Chapter 1 Introduction
In this course we will explore a variety of tools that can assist with data analysis from a broad range of fields. The tools we will cover may take some time to get used to, but the payoff will be immeasurable. Not only are these skills valuable for career advancement, they will also make your work-life easier. The tools will enhance your ability to reproduce your work across similar projects, stay organized, collaborate with others effectively, and more.
1.1 Motivation
Many researchers are self-taught when it comes to computer science. However, data analysis has become a requirement for most researchers. The ability to smoothly work in a reproducible manner not only makes for easier more maintainable workflows, it also improves scientific rigor and transparency.
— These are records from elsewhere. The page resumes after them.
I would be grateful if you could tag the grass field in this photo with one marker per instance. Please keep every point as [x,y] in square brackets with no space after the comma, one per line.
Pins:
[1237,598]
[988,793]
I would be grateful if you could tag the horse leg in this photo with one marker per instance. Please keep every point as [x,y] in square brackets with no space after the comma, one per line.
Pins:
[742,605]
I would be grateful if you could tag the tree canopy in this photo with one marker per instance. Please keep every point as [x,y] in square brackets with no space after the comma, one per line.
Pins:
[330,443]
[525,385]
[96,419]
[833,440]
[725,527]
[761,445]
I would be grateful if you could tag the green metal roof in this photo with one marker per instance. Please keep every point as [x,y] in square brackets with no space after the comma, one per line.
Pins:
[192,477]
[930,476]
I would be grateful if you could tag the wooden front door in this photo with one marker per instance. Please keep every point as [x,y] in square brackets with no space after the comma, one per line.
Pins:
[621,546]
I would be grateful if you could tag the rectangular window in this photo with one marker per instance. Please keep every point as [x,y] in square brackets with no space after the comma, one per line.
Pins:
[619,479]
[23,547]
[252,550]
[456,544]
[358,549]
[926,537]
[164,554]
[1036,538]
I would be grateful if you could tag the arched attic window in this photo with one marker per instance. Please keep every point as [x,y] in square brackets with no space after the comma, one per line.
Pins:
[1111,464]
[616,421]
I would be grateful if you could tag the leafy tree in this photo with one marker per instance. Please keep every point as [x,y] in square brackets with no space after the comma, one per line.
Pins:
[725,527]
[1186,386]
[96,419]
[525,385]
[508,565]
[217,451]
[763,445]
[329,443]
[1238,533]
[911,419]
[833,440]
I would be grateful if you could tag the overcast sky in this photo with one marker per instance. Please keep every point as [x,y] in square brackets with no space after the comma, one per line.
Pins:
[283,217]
This course will help learners to use tools that will make their data analytic workflows more organized, more understandable to collaborators (and your future self!), and ultimately more efficient.
1.2 Target Audience
This course is intended for people conducting data analyses at the level of a graduate student or higher. The course is designed so that the majority of the material is presented in a high-level manner that should be applicable to researchers working in a broad range of areas. The course is centered around the R programming language, a widely used statistical analysis software package.
1.4 Learning Objectives
- Implement basic project organization tools:
- R Studio tips and tricks for efficiency
- R Markdown to create reports
- Setup and configure RStudio/RStudio projects for data analysis (
here
package and file structure/paths) - Install and configure
ProjectTemplate
package for formalizing and automating workflows
- Setup and configure RStudio/RStudio projects for data analysis (
- Apply the
pointblank
package for validation of tabular data - Write functions and package them
- Apply the
testthat
package for building software unit tests - Setup and use Git repositories for version control of code
- Interface with GitHub to share Git repositories for collaboration; execute GitHub-based workflows
- Pull Requests
- Code review
- Issues
- Discussions
References will include Gillespie and Lovelace (2021), Riederer (2020), Timbers, Campbell, and Lee (2022).
Code review references will include “About Scientific Code Review” (n.d.), Radigan (n.d.), Parker (2017), Bodner (2018).